Heap sort (with small top heap source code)

binary tree

        Full binary tree: satisfy two conditions at the same time

                1. Either have two kids or have no kids

                2. Leaf nodes are on the same layer

        law:

                 If it is the nth layer, then the number of nodes in this layer must be 2 to the n-1th power

                How many nodes are there in total: 2 to the nth power -1

complete binary tree

        That is, a full binary tree is deleted from right to left, from bottom to top, not deleted in the middle, or a complete binary tree

        A full binary tree must be a complete binary tree

        A complete binary tree is not necessarily a full binary tree

        Why is there a complete binary tree, because although it is a tree structure, it does not want to describe it with a tree structure (it can be described with an array)

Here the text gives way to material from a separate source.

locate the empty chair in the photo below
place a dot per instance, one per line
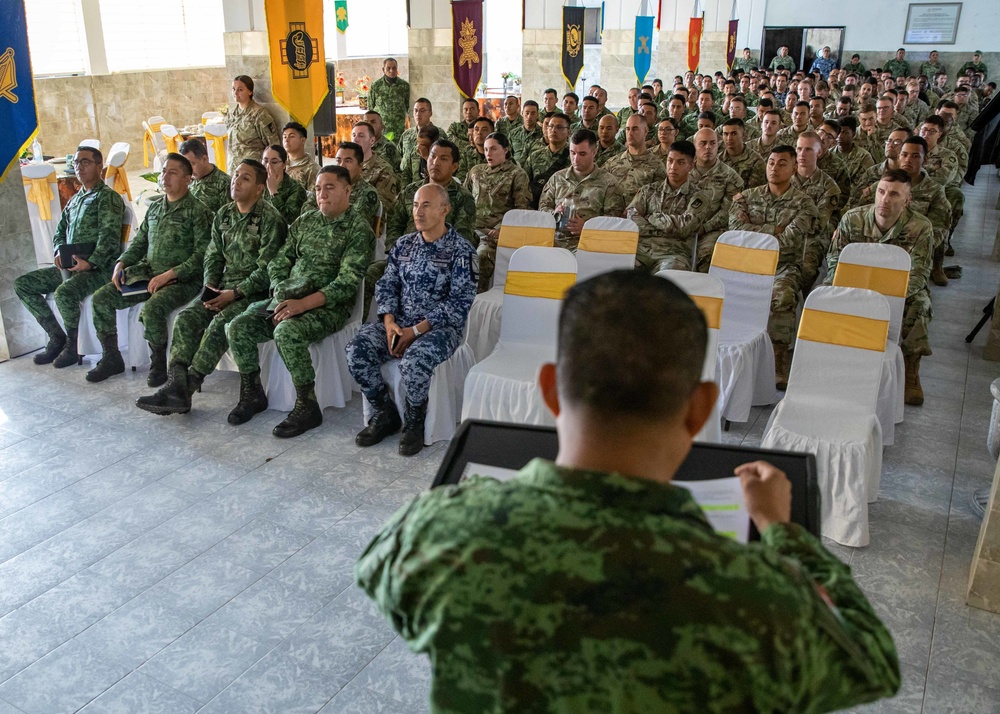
(885, 269)
(829, 407)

        Because except for the last row of a complete binary tree, everything else is in order and can be represented by subscripts, that is, it has the advantages of a tree structure and an array.

heap

                As long as you get the heap, you can get the complete binary tree

        Because the heap is a special complete binary tree: an ordered complete binary tree, the heap

        Its order is different, it requires the order between father and son (no matter between brothers or other nodes)

Parent is greater than child: max heap (big top heap)

Parent is smaller than child: min heap (small top heap)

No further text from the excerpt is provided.